Como de costumbre, la real academia española de la lengua y su diccionario aún no se deciden


a dar una definición útil a los tiempos actuales de la palabra templete. Así que definámosla
nosotros mismos de manera provisional: un templete es un molde, modelo, un armazón o patrón
prefabricado, una serie de instrucciones, cuadros, o medidas que sirven como guías para
realizar alguna tarea, solo de la manera en que el templete lo permite y de ninguna otra.

Un teléfono inteligente piensa por nosotros, detengámonos un segundo en este detalle —desde
ciertos ángulos la característica más detestable y peligrosa de muchas nuevas tecnologías o
«gadgets» de uso personal—. Para pensar por nosotros, el teléfono almacena y pone en
operación cientos de templetes de distintos tamaños colores y formas, pero al fin y al cabo
templetes. El templete simboliza nuestro alejamiento del medio natural del que provenimos.
Una manzana —imaginémosla— y la infinita cantidad y variabilidad de tonos, brillos y colores
que hay en su superficie, en su contorno. No hablemos de su sabor y aroma si es una manzana
silvestre o de huerto.

El uso indiscriminado de templetes restringe, coarta, encajona, acorrala, estupidiza, devalúa,


abarata, pervierte, empendejece, empobrece nuestra imaginación y percepción de la realidad y
de nosotros mismos. No solo de la manzana y la realidad exterior, sino de ti mismo. Ahora no
solo tenemos que ver la realidad y juzgarla de acuerdo a los templetes de nuestro teléfono, sino
que también tenemos que vernos a nosotros mismos bajo esa misma camisa de fuerza
tecnológica, imbecilizadora, empobrecedora, enceguecedora, de la realidad.

El segundo es el uso manual de «arrastrar el dedo» o «swipe»

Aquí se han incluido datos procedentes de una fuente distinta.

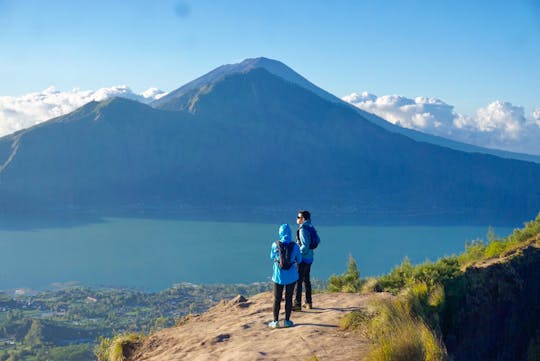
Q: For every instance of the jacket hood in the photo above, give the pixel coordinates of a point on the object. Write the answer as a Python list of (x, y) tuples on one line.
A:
[(285, 233)]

Me refiero a la operación perezosa y vil de arrastrar el menú de opciones y las pantallas en el


teléfono celular con nuestro dedo, desvirtuando nuestra relación con la realidad y con el
prójimo —volviéndonos verdaderamente autistas, de acuerdo a nuestra definición—. Operación
llamada en inglés swipe.

Next. Algo no me gusta, no lo identifico —en mi memoria condicionada por templetes—, no lo


proceso, no lo reconozco: siguiente>swipe. Con nuestro dedo, holgazanamente descartamos,
tiramos a la basura, desaparecemos. Y eso mismo hacemos ya —autistamente— con las
personas, con nuestros congéneres, y eso mismo están haciendo ellos con nosotros, contigo.

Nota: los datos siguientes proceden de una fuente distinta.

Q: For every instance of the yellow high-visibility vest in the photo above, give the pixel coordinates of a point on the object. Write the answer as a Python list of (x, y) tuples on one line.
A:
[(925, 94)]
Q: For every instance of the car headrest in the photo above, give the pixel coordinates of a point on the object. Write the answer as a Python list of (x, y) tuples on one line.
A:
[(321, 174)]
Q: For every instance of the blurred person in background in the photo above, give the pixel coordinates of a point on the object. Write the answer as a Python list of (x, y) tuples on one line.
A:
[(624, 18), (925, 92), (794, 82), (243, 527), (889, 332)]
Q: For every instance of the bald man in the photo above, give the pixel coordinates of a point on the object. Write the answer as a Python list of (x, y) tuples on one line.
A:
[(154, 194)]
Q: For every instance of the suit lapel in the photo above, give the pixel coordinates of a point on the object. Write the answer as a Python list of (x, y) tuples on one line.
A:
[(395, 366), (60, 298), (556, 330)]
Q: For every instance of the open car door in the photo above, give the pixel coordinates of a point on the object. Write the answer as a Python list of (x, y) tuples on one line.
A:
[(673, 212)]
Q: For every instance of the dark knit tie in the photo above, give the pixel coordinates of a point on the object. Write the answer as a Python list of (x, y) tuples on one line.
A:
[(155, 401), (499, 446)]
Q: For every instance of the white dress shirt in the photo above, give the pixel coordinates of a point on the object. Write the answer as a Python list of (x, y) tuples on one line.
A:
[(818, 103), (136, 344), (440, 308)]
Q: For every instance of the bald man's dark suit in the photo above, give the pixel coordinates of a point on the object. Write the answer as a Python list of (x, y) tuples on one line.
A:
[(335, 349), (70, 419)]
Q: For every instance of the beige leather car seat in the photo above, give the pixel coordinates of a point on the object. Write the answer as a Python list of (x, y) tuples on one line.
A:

Destrucción psíquica mutua: esa si es una forma de reciprocidad generalizada, quizás la única.
Infringiéndonos un tipo de daño que ni logarítmicamente podríamos representar en una grafica.
Es difícil no preguntarse ¿La idea de un autismo programado, inducido cultural y
tecnológicamente, es solo un experimento mental, una hipótesis de trabajo, o una realidad que
hay que empezar a tomar en bastante más en serio?